Fear of Using Medical Marijuana

The Centers for Disease Control and Prevention cites serious health disparities for African Americans, including an increased risk of heart disease, high blood pressure, HIV/AIDS, diabetes and several kinds of cancer. Some marijuana-medical experts, such as Chanda Macias, Ph.D., an African-American cellular biologist, are trying hard to get blacks to take advantage of the ways the drug could help deal with some of those problems. But she says that the challenge is getting past the negative impact that weed has had on communities of color.

“We’re scared to use it,” says Macias, who also has an MBA and owns the National Holistic Healing Center dispensary in Washington, D.C.’s trendy DuPont Circle neighborhood. “We used it—sometimes as medicine—before it was legalized, and in some cases we were incarcerated for it. Now, even though treatment and science are pointing to the benefits, we’re still skeptical. …

We’re not sure what the bottom line is; we’re not sure what the repercussions are, especially in places where there’s medical [marijuana]. And then the other question is access to that.”

In some states where medical marijuana is allowed, Macias notes, some employers still do drug testing for weed and other illegal substances. That means people of color who might be potential patients could be blocked from entry-level positions and lose a chance of employment.
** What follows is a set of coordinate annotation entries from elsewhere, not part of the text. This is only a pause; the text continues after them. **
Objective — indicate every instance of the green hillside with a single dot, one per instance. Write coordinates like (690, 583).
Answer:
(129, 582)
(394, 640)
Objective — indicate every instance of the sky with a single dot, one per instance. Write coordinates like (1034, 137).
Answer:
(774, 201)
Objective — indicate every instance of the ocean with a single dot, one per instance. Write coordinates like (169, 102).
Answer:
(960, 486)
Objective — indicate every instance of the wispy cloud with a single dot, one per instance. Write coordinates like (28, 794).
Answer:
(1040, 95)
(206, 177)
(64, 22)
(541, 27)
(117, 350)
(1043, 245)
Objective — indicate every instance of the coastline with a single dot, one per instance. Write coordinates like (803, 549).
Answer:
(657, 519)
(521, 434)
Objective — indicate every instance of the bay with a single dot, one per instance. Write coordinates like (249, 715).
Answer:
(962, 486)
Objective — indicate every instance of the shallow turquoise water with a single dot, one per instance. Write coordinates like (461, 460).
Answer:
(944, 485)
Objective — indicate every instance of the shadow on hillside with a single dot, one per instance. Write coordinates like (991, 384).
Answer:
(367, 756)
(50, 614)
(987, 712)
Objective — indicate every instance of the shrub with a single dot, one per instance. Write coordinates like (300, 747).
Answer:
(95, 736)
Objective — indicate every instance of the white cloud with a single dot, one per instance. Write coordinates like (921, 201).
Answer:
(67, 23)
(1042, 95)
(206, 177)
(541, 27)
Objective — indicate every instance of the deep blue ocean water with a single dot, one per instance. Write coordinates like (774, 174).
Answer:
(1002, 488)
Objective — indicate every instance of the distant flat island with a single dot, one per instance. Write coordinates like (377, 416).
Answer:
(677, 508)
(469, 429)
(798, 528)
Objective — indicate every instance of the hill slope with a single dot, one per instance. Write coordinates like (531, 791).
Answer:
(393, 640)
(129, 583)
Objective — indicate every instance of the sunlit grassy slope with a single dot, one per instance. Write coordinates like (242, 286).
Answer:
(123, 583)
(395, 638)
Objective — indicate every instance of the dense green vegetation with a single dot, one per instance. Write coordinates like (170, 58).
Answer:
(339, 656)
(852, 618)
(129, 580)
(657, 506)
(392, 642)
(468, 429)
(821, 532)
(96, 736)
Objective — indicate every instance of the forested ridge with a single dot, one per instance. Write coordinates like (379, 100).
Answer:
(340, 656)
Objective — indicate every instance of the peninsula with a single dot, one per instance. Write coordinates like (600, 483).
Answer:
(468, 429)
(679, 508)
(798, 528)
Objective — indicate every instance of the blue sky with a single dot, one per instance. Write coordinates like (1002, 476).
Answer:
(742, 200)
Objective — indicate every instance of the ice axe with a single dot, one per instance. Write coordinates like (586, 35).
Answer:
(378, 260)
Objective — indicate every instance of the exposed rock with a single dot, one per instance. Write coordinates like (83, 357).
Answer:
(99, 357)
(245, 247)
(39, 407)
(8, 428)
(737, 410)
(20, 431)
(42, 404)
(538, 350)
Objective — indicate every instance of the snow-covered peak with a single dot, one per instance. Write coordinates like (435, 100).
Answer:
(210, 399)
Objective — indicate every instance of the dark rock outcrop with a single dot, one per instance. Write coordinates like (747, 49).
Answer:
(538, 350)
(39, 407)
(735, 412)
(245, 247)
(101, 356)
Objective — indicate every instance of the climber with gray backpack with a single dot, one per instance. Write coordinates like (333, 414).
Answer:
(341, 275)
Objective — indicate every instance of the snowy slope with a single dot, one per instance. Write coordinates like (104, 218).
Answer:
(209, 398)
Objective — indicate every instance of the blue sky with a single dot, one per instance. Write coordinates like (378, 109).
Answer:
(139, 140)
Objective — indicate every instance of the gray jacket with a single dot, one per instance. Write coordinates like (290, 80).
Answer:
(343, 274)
But Macias says that there are several strains, and different uses of marijuana, that could help mitigate health problems suffered disproportionately by African Americans, including diabetes, heart disease and cancer.

“I treat black males with prostate cancer. It’s an epidemic in the black community, and often metastasized to bone [cancer]. … It blocks the pathway to void the bladder, and men were coming in because they were having that obstruction,” Macias explains. “With a certain strain of medication—we have over 50 different strains we can align with your ailment—we were able to allow that muscle relaxation and could void the bladder without using other medications, like Flomax.”

She says that she has helped veterans of color suffering from post-traumatic stress disorder and insomnia, cancer patients suffering loss of appetite from chemotherapy treatments and HIV/AIDS patients who need pain management.

“For example, women use Botox for the straight cosmetic effect, but Botox has caused people to feel better,” Macias says. “People didn’t understand. Come to find out that Botox is a muscle relaxant for the muscles in the head and it also helps with headaches, so you have people going in for a specific element but being treated for another. … That’s why you need to go through the truth questionnaire and surveys to understand exactly what you need. It’s not just the strain that’s important, it’s also the method of consumption.”

A Treatment for Common Ailments

Marijuana can be smoked, vaporized, and used in edibles and as a topical treatment. Macias says that cannabidiol, or CBD—not the THC part of marijuana that causes the high—causes an anti-inflammatory response that can help with arthritis. She explains that strains higher in CBD can be used to treat epilepsy or multiple sclerosis.

“Even with heart disease, there’s no engagement in our community. I’ve seen it in other communities,” Macias explains, adding that her practice has close to 1,000 patients, with marijuana strains ranging from $13 to $22 per gram. “I’ve seen HIV and cancer [patients] because those are known, but not lots of diabetes, even though we know [weed] has a big effect on diabetes and ALS [amyotrophic lateral sclerosis, or Lou Gehrig’s disease], but our community doesn’t engage.”

Macias and other medical-marijuana experts add that people using weed to deal with ailments don’t have to end up sitting on their couches, too stoned to deal with their everyday lives, as seen in a variety of anti-drug television commercials.

“Lots who experience ‘couch lock’ and what you see on TV are overmedicated, and you shouldn’t have to be,” Macias says. “If you are overmedicating, you can’t really be functional, but if you medicate at what you need, it’s like taking a Tylenol. Some have the desire to overmedicate, but that isn’t the typical person in this community.”